Le président de la Commission européenne a aussi livré son 6e scénario – après les cinq sur l’avenir de l’UE exposés dans le livre blanc de la Commission en mars dernier. «C’est un scénario ‘faire plus ensemble avec des mécanismes décisionnels plus efficaces’», résume Charles Goerens (Alde). Un scénario séduisant en tout cas, puisque les eurodéputés applaudissent la proposition de fusionner le président de la Commission et celui du Conseil. «C’est le point politique le plus courageux», souligne Claude Turmes. M. Juncker souhaite également instituer un ministre européen de l’Économie et des Finances qui endosserait la présidence de l’Eurogroupe et la vice-présidence de la Commission. En balayant les desiderata de certains de créer un Parlement de la zone euro, ce qui ravit aussi les eurodéputés.

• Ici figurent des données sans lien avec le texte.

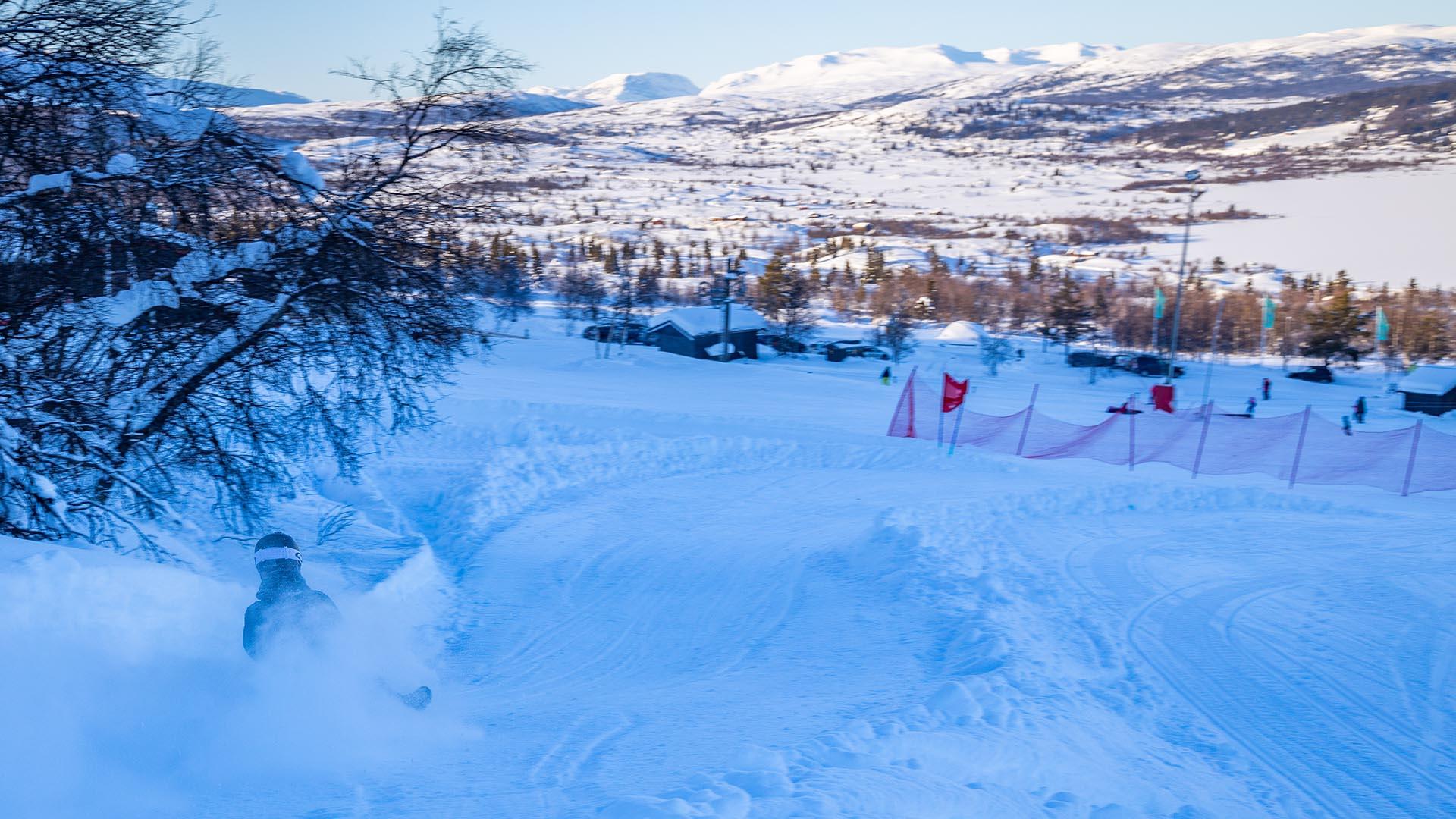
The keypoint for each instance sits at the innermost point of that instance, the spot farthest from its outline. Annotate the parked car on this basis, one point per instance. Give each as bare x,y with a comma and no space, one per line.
1318,373
637,333
839,352
1147,366
781,344
1084,359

«M. Juncker ne veut pas forcément plus d’Europe, mais une Europe plus efficace, basée sur les valeurs européennes qui doivent encadrer tout ce qu’on fait: libertés fondamentales, égalité des droits et État de droit. Il n’est pas un avocat de l’Europe à plusieurs vitesses. Dans sa vision, tous les États devraient participer à toutes les politiques et on doit les soutenir dans cette direction», qu’il s’agisse de Schengen ou de l’adhésion à la zone euro, pour laquelle M. Juncker suggère un programme de convergence.

Revirement sur la fiscalité

Coquetterie de l’ancien Premier ministre luxembourgeois: suggérer l’abandon des votes à l’unanimité sur des questions aussi cruciales que la fiscalité pour passer à des votes à la majorité qualifiée. «C’est sûr que le Luxembourg ne va pas être heureux, mais c’est logique», commente Mady Delvaux-Stehres. «Si nous voulons un marché unique qui fonctionne véritablement, nous devons pouvoir décider rapidement, ne pas perdre de temps, préserver nos entreprises, protéger les produits et services euros, combattre le dumping», souscrit Viviane Reding.

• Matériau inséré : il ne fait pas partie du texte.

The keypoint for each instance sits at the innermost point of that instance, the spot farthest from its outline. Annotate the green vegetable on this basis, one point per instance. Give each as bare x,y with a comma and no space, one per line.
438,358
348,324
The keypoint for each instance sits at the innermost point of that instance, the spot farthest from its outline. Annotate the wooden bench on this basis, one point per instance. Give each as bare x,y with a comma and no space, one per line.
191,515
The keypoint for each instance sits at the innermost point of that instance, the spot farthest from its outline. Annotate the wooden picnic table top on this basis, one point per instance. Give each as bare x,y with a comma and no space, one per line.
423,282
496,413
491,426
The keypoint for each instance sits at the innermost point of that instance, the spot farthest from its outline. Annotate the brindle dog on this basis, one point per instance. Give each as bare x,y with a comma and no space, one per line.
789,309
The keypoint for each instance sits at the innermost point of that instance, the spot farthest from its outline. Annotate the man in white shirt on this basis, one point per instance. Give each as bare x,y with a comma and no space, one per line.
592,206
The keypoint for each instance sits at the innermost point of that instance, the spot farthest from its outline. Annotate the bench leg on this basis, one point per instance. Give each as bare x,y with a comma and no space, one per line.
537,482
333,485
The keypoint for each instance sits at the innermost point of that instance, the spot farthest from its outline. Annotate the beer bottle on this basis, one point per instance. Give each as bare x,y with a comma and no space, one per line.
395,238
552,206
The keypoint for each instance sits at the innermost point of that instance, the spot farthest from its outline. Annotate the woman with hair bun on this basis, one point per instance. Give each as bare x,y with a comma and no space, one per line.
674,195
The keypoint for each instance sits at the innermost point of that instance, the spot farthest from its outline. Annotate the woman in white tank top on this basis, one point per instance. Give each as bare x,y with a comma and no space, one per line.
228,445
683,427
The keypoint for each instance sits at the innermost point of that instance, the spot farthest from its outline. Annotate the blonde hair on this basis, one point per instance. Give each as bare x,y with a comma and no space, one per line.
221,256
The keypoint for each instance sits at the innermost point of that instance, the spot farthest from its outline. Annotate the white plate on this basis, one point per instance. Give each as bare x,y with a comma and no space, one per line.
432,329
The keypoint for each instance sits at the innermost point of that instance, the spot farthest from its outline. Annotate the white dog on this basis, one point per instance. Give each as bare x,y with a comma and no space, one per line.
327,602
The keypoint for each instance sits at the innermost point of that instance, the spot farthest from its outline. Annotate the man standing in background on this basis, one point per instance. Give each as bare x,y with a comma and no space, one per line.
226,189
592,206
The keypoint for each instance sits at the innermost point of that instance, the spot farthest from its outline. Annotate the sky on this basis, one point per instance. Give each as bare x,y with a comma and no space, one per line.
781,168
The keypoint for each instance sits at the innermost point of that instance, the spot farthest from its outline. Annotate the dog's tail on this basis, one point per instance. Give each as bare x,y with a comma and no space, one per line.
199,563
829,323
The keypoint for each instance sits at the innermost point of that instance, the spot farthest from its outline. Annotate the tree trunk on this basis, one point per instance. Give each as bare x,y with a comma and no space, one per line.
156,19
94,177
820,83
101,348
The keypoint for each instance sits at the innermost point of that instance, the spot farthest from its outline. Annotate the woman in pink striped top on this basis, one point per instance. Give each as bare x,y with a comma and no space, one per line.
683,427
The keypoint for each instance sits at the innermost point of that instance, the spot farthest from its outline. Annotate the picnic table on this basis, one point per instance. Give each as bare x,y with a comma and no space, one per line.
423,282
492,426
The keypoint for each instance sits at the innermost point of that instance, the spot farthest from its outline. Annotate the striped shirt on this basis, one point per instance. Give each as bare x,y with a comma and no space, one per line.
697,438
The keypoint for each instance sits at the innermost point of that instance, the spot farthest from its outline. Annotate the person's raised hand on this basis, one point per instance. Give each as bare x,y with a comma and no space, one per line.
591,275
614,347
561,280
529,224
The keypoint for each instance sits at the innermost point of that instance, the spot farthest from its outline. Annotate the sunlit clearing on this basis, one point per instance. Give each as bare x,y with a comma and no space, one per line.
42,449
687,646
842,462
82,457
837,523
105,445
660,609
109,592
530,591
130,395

Même souplesse du côté de Charles Goerens. «C’est délicat, mais on voit bien que s’opposer en permanence ne fait guère avancer en la matière. La place financière est plus résiliente que dans le temps.»

Le président de la Commission ne remporte toutefois pas l’adhésion unanime des eurodéputés. S’il assure que les prochains accords commerciaux seront négociés en toute transparence, Claude Turmes en doute. «Je me méfie beaucoup parce qu’il vient de finaliser un accord politique avec le Japon sans aucune transparence.» Idem pour le code de conduite suggéré pour s’assurer de l’intégrité des futurs commissaires européens.

L’eurodéputé Vert souligne encore l’environnement et le changement climatique à peine évoqués dans le discours de M. Juncker, des préoccupations pourtant bien actuelles entre l’avenir du diesel et le récent passage d’ouragans dévastateurs dans les Caraïbes. Aucun mot non plus sur l’agriculture.